Theodore Dreiser (1871-1945) was one of America’s greatest writers, and its greatest naturalist writers. He and his characters did not attack the nation’s puritanical moral code: they simply ignored it. This attitude shocked the reading public when his first novel, Sister Carrie, came out in 1900 and which was suppressed until 1912. The heroine, Carrie Meeber, leaves the poverty of the country home and moves to Chicago. She is completely honest about her desire for a better life. Dreiser himself was born in poverty, and therefore doesn’t criticize her for this. Nor does he criticize her relationship with men. Carrie is quite modern in the way she moves from one relationship to another. She tries to be faithful to them, but circumstances make this impossible. Almost by accident, she becomes a success as an actress. In the end, she learns that even money and success are not the keys to true happiness. As in all of his novels, Dreiser’s real theme in Sister Carrie is the purposelessness of life.

Dreiser’s “ Trilogy of Dreiser ” – The Financier (1912), The Titan (1914) and The Stoic (published in 1947) - shows a new development in his thinking. He had already found life to be meaningless, and morals to be absurd. Now under the influence of Niezshe, he stressed “the will of power”. The trilogy tells the story of F.A. Cowperwood, a superman of the modern business world. Although he is writing about the achievements of a single, powerful individual, Dreiser does not forget the basic principles of his naturalism. On the one hand, the author says that “the world only moves forward because of the services of the exceptional individual”. But on the other hand, Cowperwood is also a “chessman” of fate. Like Carrie, his success is mostly the result of chance.
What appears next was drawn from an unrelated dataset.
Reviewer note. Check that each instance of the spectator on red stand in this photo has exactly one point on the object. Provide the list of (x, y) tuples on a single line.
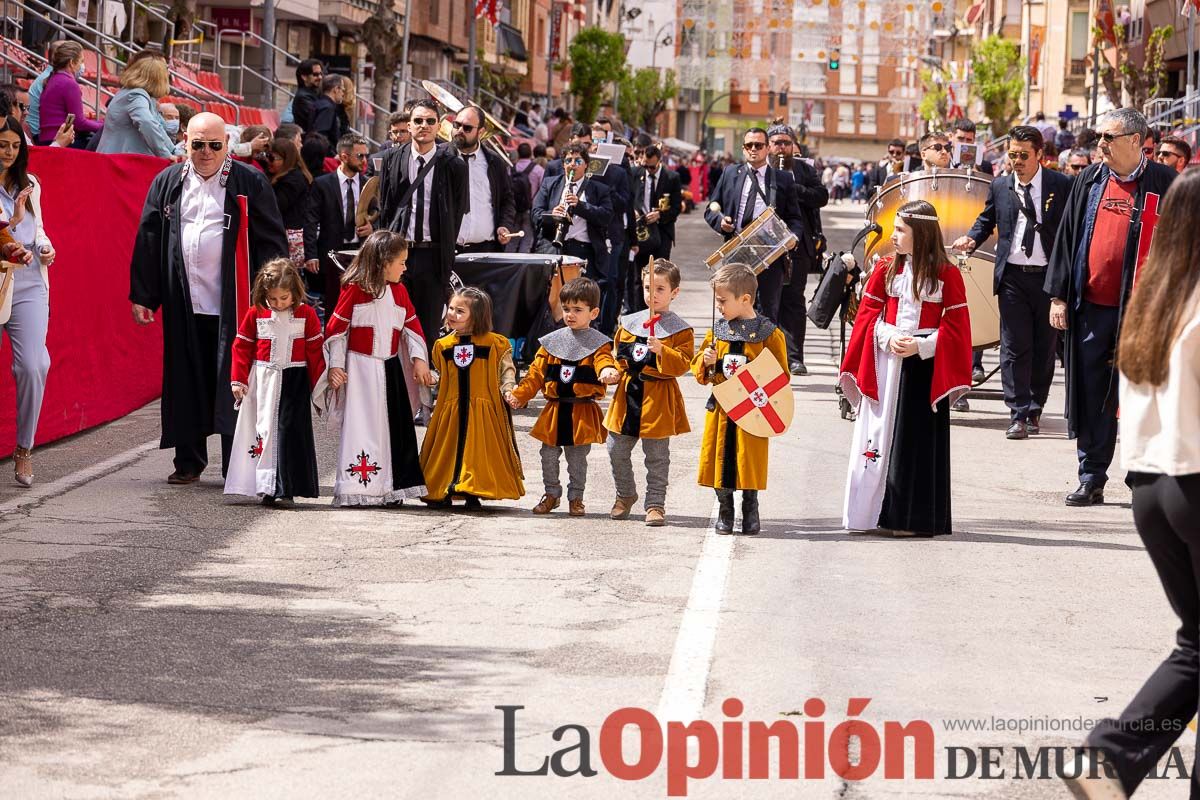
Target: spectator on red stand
[(63, 97)]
Dreiser’s greatest novel, An American Tragedy (1925), reveals a third stage in his thinking: social consciousness. Much more than in Sister Carrie, he sees his characters as victims of society. Clyde Griffiths, the main hero (or anti-hero), has the same dream as Carrie: he thinks money and success will bring him happiness. When a pregnant girlfriend threatens to destroy his dreams, he plans to kill her. At the last moment he changes his mind, but the girl dies accidentally anyway. The question is if Clyde is responsible for her death. This becomes the main point during his trial. The trial itself is not really fair. The newspapers stir up public anger against him. In the end, Clyde is executed. Dreiser believes that Clyde is not really guilty. Dreiser calls his novel a tragedy, and in certain ways it is similar to classical Greek tragedy.
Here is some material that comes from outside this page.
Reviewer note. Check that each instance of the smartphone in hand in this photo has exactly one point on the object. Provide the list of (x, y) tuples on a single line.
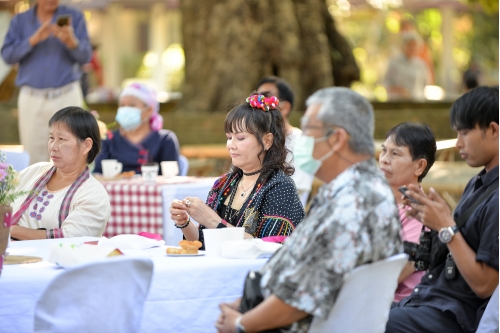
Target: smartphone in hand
[(403, 190), (63, 20)]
Dreiser’s novels were very long. They were filled with details about factories, banks, cities and business life. Some people complained about his style. There were too many details, they said and the language was not clear.
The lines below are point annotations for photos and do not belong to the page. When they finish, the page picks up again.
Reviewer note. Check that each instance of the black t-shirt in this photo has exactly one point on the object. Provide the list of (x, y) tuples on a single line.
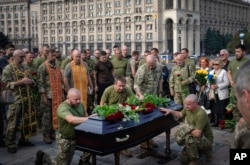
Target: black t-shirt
[(104, 72)]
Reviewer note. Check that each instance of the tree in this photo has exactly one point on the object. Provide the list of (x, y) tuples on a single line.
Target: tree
[(4, 40), (236, 40)]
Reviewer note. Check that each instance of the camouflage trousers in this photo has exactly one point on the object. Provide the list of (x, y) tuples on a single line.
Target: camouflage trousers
[(130, 83), (179, 97), (14, 115), (194, 146), (47, 126), (65, 153)]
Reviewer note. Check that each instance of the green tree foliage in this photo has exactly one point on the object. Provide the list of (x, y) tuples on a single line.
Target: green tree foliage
[(4, 40), (236, 40), (215, 41)]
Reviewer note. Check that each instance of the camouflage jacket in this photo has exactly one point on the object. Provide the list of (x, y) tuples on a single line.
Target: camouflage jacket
[(179, 74), (12, 74), (44, 80), (146, 80)]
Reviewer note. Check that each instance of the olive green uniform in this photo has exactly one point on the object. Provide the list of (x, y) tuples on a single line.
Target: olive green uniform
[(65, 138), (179, 74), (119, 66), (198, 119), (147, 80)]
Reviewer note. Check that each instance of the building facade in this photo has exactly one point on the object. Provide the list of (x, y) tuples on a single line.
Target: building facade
[(15, 23), (140, 24), (227, 16)]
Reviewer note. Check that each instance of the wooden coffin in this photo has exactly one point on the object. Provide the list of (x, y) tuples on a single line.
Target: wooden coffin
[(103, 137)]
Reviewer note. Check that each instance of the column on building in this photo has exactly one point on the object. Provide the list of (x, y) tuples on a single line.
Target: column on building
[(183, 36), (184, 4), (197, 39), (190, 38), (175, 38)]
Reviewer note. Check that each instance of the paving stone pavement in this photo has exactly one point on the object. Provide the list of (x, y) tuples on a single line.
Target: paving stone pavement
[(26, 156)]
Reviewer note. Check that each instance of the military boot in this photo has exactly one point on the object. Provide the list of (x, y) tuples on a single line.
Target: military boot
[(47, 139), (194, 162)]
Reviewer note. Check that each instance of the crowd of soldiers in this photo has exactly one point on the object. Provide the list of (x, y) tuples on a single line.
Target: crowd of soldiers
[(39, 84)]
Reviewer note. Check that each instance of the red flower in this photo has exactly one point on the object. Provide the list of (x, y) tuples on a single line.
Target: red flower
[(115, 116)]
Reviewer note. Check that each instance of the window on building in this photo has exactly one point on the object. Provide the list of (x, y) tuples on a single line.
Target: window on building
[(138, 27), (137, 18), (117, 3), (149, 9), (128, 27), (91, 37), (138, 36), (99, 37), (68, 38), (118, 28), (127, 2), (149, 26), (83, 38), (138, 10), (127, 37), (149, 1), (109, 37), (150, 36), (138, 2), (52, 39)]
Willa Cather (1873-1947) was more conservative. She disagreed with Dreiser’s criticism of the society and hated his “detail-piling”. She believed the novel should be without “social furniture” (details about business and politics). The author and reader should concentrate on the emotional life of the central character. Cather’s speciality was portraits of the pioneer men and women of Nebraska. She had grown up there, and the values of the old pioneer people were her values. Her famous short story Neighbor Rossicky is about the last days of a simple, hard-working immigrant farmer. After much struggle, he has a successful farm and a loving family. Then he dies and is buried in the Nebraska land he had loved so much. Cather’s most famous novels- O Pioneers! The Song of the Lark and My Antonia -all have the same Nebraska setting. Each is a success story. Between 1923 and 1925- in A Lost Lady and The Professor’s House- Cather describes the decline and fall of the great pioneer tradition. It is being defeated by a new spirit of commerce and the new kind of man: the businessman. The greed of such people is destroying. After 1927, with her famous Death Comes for the Archbishop, Cather turned to historical fiction. In writing of the past she was trying to escape from the ugliness of the present.

Ellen Glasgow (1874-1945) is often compared with Willa Cather. Both novelists examined the problem of change. Glasgow, who grew up in Virginia, spent her life writing novels about her state’s past. The Battle-Ground (1902), The Deliverance (1904), Virginia (1913) and Life and Gabriella.